Speech Synthesizer

Ever thought it could be fun to make your robot speak but don't want to pay for all those expensive chips?

Well now you can.

I will show you how to do it all in software - with a few extra bits of hardware for the loudspeaker amplifier.

 

We need to break this project down into three fundemental areas:

1 - The speech software

2 - To use the same processor, or not, as the rest of your code

3 - The different outputs and any electronics required.

 

Lets go...

 

1 - The speech software

Download the attached file....

 

 

The software currently requires about 12k of flash (program) memory and 500 bytes of sram.

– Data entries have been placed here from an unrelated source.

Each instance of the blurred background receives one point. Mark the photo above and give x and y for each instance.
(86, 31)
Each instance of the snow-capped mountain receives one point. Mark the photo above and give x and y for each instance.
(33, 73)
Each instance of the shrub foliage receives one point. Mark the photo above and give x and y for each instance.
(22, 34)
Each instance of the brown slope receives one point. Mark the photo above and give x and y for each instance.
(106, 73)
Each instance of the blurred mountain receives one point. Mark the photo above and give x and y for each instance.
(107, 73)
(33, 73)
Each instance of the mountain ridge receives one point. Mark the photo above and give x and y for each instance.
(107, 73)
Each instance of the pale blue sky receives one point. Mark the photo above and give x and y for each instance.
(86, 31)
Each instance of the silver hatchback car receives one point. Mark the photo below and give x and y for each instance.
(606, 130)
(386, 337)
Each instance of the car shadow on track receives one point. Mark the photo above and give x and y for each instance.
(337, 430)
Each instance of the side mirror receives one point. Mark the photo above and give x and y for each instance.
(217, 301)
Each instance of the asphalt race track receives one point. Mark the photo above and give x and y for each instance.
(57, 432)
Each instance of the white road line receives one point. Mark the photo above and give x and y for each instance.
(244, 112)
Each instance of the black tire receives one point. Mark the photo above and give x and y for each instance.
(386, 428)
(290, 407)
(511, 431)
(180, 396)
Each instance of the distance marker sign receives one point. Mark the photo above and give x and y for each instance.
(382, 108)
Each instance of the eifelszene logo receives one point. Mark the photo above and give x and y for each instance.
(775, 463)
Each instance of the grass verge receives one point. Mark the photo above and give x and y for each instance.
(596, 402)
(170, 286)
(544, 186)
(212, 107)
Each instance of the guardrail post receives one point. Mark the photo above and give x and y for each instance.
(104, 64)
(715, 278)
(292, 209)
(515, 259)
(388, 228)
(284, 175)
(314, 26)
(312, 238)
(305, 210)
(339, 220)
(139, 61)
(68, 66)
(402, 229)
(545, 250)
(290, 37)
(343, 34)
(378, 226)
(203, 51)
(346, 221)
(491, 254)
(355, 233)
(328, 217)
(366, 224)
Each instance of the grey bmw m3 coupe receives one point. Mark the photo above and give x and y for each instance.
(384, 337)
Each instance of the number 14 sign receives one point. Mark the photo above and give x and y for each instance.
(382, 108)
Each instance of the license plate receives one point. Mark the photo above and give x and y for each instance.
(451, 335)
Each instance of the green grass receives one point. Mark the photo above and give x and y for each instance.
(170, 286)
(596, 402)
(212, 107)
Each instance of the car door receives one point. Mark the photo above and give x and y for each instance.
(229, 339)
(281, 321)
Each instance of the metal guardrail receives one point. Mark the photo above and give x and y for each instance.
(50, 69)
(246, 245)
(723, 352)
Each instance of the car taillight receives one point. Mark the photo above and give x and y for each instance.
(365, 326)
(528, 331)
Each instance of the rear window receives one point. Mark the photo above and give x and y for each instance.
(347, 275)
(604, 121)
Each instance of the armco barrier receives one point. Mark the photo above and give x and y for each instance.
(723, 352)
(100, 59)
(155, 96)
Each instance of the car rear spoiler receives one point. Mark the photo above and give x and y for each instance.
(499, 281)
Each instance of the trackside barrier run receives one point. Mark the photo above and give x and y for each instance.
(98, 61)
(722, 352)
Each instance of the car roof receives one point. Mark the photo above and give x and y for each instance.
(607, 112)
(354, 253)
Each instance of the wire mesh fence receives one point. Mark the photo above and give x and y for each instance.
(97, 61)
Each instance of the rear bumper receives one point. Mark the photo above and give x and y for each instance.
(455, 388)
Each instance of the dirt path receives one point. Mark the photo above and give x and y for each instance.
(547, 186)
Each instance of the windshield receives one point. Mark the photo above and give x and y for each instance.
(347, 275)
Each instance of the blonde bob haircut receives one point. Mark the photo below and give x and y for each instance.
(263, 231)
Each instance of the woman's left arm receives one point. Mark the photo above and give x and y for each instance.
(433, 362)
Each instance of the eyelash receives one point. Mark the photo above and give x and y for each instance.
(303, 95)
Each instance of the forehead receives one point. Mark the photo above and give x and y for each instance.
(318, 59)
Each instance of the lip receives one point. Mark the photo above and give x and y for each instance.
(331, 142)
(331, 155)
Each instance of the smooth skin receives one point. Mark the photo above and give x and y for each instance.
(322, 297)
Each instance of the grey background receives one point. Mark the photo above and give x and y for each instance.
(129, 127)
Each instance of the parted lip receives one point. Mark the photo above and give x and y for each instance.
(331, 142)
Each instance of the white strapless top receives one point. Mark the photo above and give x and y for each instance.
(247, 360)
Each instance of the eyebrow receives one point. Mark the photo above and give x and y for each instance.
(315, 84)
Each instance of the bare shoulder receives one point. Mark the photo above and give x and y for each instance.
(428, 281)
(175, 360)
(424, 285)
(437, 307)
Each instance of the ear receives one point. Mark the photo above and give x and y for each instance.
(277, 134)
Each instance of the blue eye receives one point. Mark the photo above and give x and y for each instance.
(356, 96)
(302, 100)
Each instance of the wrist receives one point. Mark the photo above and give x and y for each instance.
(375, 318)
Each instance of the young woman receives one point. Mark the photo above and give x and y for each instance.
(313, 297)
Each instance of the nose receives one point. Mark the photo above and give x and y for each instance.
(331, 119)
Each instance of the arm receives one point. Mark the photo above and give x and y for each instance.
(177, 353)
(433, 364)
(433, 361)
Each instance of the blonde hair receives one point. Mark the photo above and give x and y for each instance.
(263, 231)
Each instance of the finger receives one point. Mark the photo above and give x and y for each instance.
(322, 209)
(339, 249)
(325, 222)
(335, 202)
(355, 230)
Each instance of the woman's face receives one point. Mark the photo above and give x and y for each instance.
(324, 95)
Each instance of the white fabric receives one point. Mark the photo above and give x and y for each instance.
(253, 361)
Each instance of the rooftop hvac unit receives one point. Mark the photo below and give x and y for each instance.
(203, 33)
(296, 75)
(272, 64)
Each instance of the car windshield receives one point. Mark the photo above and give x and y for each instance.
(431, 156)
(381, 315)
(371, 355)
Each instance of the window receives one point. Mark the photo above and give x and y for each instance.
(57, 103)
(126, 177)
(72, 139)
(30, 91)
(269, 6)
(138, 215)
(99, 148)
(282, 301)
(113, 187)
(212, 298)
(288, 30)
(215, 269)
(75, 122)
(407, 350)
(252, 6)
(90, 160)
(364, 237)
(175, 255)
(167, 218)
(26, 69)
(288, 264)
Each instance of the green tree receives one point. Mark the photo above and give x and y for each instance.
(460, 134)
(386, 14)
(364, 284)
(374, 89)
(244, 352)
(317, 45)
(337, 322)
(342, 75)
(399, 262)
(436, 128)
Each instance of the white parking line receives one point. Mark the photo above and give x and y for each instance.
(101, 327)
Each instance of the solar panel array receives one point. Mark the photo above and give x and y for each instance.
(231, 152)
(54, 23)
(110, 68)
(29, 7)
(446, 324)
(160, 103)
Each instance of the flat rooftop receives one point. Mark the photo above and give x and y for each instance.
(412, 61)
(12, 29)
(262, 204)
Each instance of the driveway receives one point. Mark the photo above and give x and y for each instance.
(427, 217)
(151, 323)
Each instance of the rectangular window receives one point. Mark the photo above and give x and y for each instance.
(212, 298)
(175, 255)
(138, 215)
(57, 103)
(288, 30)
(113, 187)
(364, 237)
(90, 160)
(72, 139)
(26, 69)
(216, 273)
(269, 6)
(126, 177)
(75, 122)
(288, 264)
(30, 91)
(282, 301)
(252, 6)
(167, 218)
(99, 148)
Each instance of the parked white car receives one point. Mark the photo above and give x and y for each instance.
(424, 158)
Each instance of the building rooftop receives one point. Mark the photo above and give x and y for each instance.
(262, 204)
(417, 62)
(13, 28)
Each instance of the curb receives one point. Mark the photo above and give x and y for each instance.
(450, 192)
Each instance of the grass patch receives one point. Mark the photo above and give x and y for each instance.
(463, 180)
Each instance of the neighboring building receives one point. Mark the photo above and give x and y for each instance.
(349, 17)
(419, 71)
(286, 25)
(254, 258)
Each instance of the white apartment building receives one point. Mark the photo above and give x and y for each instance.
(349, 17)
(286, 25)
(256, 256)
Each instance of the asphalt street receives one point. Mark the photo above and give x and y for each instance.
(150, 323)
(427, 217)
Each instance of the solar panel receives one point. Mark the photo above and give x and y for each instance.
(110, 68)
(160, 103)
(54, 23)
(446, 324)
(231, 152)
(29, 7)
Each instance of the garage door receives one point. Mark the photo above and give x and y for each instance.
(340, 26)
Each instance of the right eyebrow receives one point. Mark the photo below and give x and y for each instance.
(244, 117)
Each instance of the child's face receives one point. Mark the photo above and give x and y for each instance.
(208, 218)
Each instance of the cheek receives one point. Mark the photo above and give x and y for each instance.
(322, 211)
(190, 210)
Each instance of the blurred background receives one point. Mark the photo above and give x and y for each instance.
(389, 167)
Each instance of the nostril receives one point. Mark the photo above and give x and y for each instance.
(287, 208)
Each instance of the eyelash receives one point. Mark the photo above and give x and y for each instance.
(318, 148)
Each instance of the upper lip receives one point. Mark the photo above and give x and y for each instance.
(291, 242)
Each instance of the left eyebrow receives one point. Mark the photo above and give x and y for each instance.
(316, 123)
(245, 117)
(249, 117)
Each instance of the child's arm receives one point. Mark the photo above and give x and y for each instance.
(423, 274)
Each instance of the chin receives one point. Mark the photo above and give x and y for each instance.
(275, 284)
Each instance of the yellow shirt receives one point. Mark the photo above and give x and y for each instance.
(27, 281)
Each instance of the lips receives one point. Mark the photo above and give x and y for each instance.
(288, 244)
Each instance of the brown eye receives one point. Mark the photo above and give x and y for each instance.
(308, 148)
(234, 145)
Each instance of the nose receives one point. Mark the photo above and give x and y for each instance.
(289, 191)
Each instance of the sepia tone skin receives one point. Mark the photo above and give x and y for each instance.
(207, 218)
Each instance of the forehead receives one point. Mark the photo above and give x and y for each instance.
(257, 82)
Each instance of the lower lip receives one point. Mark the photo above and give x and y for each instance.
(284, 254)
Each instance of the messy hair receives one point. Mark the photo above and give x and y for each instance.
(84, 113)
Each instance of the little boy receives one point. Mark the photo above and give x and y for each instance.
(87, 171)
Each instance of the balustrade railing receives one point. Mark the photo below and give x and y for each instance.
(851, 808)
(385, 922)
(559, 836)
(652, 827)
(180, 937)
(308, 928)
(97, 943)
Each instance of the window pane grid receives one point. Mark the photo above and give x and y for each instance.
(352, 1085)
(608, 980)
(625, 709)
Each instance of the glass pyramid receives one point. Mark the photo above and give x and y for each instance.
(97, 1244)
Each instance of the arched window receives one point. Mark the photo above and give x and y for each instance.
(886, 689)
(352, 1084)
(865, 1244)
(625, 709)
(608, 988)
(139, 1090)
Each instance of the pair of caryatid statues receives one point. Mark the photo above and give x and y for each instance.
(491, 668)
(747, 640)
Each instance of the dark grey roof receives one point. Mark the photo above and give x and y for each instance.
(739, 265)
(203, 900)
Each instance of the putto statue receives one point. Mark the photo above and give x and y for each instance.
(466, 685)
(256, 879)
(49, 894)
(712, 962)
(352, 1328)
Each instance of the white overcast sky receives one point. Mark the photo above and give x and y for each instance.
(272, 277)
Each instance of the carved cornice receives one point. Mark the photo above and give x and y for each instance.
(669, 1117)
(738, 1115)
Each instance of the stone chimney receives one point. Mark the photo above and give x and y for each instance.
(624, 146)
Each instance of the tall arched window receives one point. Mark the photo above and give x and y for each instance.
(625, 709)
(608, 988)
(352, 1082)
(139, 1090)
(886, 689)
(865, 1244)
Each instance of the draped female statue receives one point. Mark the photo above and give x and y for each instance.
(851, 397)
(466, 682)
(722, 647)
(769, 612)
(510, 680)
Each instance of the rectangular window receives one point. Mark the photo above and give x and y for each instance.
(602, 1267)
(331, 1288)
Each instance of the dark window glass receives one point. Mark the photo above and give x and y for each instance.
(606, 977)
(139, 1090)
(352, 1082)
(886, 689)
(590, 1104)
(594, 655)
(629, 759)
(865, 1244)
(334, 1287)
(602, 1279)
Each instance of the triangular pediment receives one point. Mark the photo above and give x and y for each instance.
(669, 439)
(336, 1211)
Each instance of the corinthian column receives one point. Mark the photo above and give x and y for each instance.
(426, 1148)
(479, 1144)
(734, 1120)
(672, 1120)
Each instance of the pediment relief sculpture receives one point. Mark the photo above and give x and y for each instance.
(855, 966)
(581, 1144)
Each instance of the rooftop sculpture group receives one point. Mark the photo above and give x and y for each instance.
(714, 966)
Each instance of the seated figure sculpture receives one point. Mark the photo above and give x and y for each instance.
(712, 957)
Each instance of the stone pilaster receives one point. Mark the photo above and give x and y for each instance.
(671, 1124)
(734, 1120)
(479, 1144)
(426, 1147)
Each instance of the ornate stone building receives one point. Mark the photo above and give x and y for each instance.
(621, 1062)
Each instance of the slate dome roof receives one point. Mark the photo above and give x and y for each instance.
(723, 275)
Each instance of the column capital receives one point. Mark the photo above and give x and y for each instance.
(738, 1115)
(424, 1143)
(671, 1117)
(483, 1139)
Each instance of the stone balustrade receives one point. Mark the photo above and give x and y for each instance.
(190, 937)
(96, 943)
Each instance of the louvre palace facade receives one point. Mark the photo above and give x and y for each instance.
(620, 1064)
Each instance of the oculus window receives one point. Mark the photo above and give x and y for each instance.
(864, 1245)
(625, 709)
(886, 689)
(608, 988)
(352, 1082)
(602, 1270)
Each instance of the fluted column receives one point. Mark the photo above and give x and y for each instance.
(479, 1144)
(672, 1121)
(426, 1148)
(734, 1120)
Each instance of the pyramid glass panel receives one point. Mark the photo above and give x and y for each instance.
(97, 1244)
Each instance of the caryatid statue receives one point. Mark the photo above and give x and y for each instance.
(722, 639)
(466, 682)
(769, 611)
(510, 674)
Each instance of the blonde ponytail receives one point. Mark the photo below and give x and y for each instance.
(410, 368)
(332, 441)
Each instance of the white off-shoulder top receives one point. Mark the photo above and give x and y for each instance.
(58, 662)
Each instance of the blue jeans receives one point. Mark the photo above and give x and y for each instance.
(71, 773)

This means that it is too big to load into an ATMega8 as per the standard $50 robot. But 'fear not' - see later for several deployment options.

 

The speech software is broken down into several files.

 

core.c - This contains all the code to generate speech either from English text or from a list of phonemes. Don't worry if you dont understand what this means yet - just think of it as the code that does the hard work! You should never need to modify this code. Those 'hackers' amongst us will find this the most 'interesting' as this is the file that 'does speech'. If you define a variable called _LOG_ then the system will output some information about the 'sounds' it is creating. On an AVR platform this is sent out via the UART and on a Windows system it is sent out via 'stdout'. This is mainly meant for me when debugging since the time outputing all this info will make the speech un-intelligble.

 

english.h - This contains two vocabulories. One to help convert English text into phonemes, and another to convert phonemes into the list of their primitive sounds. This file is mainly made up of constant string definitions but looks a bit of a mess - this is due to how you need to write stuff on microcontrollers for the fixed strings to be stored in program memory. A new file, say called 'french.h', could be created to help produce a 'French speech synthesizer' without changing the rest of the code. I'll worry about doing that later - my French ain't great !! You should never need to modify this file - but, if you do, then ask me about the syntax of the dictionaries as they have some 'clever bits'.

 

buffer.*, uart.*, rprintf.* - These files are just copied from AVRlib and are used to access the UART for user intervention.

 

speech.c - This is where your main program is executed and is purposely kept small. On an AVR platform it will just wait to receive some text (via the UART) ended in a carriage and/or line feed. This text input is echoed back over the UART. Once a carriage return / line feed has been received then it will attempt to speak the preceeding text. On a non-AVR platform it will create a file to save the details of the speech synthesis. If this is a new 'sentence' then it will create a file in the newly created 'ref' folder. But if the 'ref' folder already contains a file for this sentence then it will create a new file in the 'test' folder and then compare its contents with that in the 'ref' folder. This is basically a test suite - where I can make changes to the code and verify if the software is still trying to do the same thing (ie I haven't messed it up!!).

 

 

 


The source code for the TextToSpeech synthesizer is the exclusive copyright of Clive Webster (Webbot) whose contact details are registered on this site. The source code is made available to individual hobbyists for their own use. These users are allowed to freely modify the source code for their own use but are forbidden from publishing any versions of the software to anyone else in any form including, but not exclusively,:

 

1. Human readable source files via any means,

2. Compiled code via Programmed integrated circuits or any other means,

 

without the express permission of the original author. Attempts to publish this code for individual or commercial profit will be treated as a violation of these terms.


 

2 - Same processor or not?

The speech synthesizer requires around 12k flash memory, and 500 bytes of SRAM memory.

 

This is bigger than an ATMega8 - what do I do?

 

If your main controller is small (ATMega8 etc) and cannot cope with all of the extra demands specified above then you will have no option but to put the speech synthesiser onto another 'board'. As mentioned later, this can be a cut-down $50 robot board with an ATMega168. All you need to do is to create a link to it via the UART so that you can ask it what to say via the serial link.

 

If you are using an ATMega32, say, then you may have enough space to link the code in alongside your own code, in which case you can call the functions, mentioned later, directly. e.g.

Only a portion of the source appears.